In effetti, il tema su cui da subito la storia si concentra è quello della "missione", che comporta di fatto una redenzione per le azioni del passato, che il protagonista è chiamato a compiere: Basilio, infatti, è un uomo segnato da un tragico evento risalente a vent'anni prima, quando cedette a un impulso di vendetta uccidendo due persone. Il passato, nonostante gli anni trascorsi in carcere, torna così a tormentare l'esistenza dell'uomo, esigendo una riparazione che vada oltre la pena espiata: dopo aver distrutto due vite (e aver compromesso la propria) il protagonista è chiamato ad evitare che altri seguano il suo stesso percorso, intervenendo nel corso degli eventi per modificarne il destino. Un compito che si va simbolicamente a sovrapporre alla sua nuova attività di restauratore, che lo chiama a rimettere in sesto, oltre agli oggetti del passato, l'anima e la vita (futura) delle persone che li hanno posseduti. Una concezione quasi messianica, quindi, comunque rivelante una forte tensione verso concetti quali l'abnegazione e la messa in secondo piano delle proprie esigenze, una tendenza a una spiritualità laica messa in scena però con una leggerezza che punta a raggiungere in modo semplice e diretto il pubblico.
La fiction mette in mostra da subito, oltre a sceneggiature costruite secondo un canovaccio abbastanza classico (quello di un'indagine di stampo poliziesco, con la variante delle visioni del protagonista a dare l'impulso iniziale) una certa cura nella confezione, con un'efficace fotografia che offre il suo meglio nell'interno della bottega in cui opera il protagonista, e una buona ricostruzione scenografica (gli esterni della capitale sono stati in gran parte ricreati in un teatro di posa di Belgrado). L'attenzione della regia agli oggetti, il minuzioso scrutarli nella loro forma esterna prima che il protagonista ne penetri col suo dono "l'anima" (come la storia da essi raccontata) si sovrappone a una messa in scena dal taglio abbastanza moderno, aiutata dall'esperienza ormai pluridecennale di un regista come Capitani. Lo stesso sviluppo, evidente già nei primi episodi, di una trama orizzontale a collegare le singole storie, offre spunti interessanti nel rapporto del protagonista con gli altri personaggi, specie con la sua datrice di lavoro interpretata da Martina Colombari, e col suo ex collega Maccari, a cui dà il volto Marco Falaguasta e con cui, fatalmente, Basilio incrocerà sovente la sua strada.

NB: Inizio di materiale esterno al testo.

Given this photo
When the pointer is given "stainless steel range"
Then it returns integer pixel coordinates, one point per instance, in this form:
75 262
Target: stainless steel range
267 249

La presenza di citazioni cinefile nella serie (il secondo episodio contiene un omaggio abbastanza esplicito a Cantando sotto la pioggia) non disturba poi più di tanto, rivelando anzi nell'operazione un carattere più "colto" della media dei prodotti televisivi italiani. In un prodotto pur sempre destinato ad un pubblico generalista, si tratta di una sorpresa senz'altro gradevole.